What are the most common ACGME scheduling violations in family medicine?
The most common ACGME scheduling violations in family medicine involve miscalculating the 80-hour weekly average during vacation weeks and failing to provide the required 14 hours off after a 24-hour call shift before the next duty, such as a continuity clinic. Programs often incorrectly average a high-hour work week with a zero-hour vacation week, which is a direct violation.
How do the 2026 ACGME rule changes affect scheduling?
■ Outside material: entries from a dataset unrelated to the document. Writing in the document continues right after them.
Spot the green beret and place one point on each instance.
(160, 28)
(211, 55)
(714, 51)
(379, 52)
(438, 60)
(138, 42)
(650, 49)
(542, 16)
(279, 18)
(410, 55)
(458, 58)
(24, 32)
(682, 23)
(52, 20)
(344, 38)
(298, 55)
The 2026 ACGME rule changes (effective February 2026) significantly impact scheduling by counting at-home call towards the 80-hour weekly maximum and imposing a hard 24-hour cap on continuous work, eliminating the former "24+4" allowance for transitions. This requires programs to be far more precise in their call and shift distribution, making manual or template-based scheduling increasingly difficult to manage without causing violations.
How does Scheduling Wizard work with our existing tools like Amion or QGenda?
Scheduling Wizard works alongside your existing tools by functioning as the schedule builder, while platforms like Amion or QGenda serve as the schedule viewer. Your program provides its rules and constraints, Scheduling Wizard delivers a complete, compliant, and optimized schedule as an Excel file, and you then upload that file into the platform your residents already use for their day-to-day view.
Why is a DIY Excel schedule a risk for our program?
A DIY Excel schedule is a risk because its logic and rules are often only understood by the person who built it, typically the chief resident. When that resident graduates, this "institutional memory" is lost, forcing the new chief to start over and repeat past mistakes. This creates a cycle of inefficiency and increases the risk of compliance errors and resident dissatisfaction with perceived unfairness.
How is family medicine scheduling different from other specialties?
Family medicine scheduling is uniquely complex due to the wide variety of required rotations (inpatient, outpatient, pediatrics, OB/GYN, etc.) and the non-negotiable requirement to protect a weekly continuity clinic for every resident. Balancing these diverse requirements while adhering to duty hour rules creates a multi-variable optimization problem that is far more challenging than in specialties with more uniform block schedules.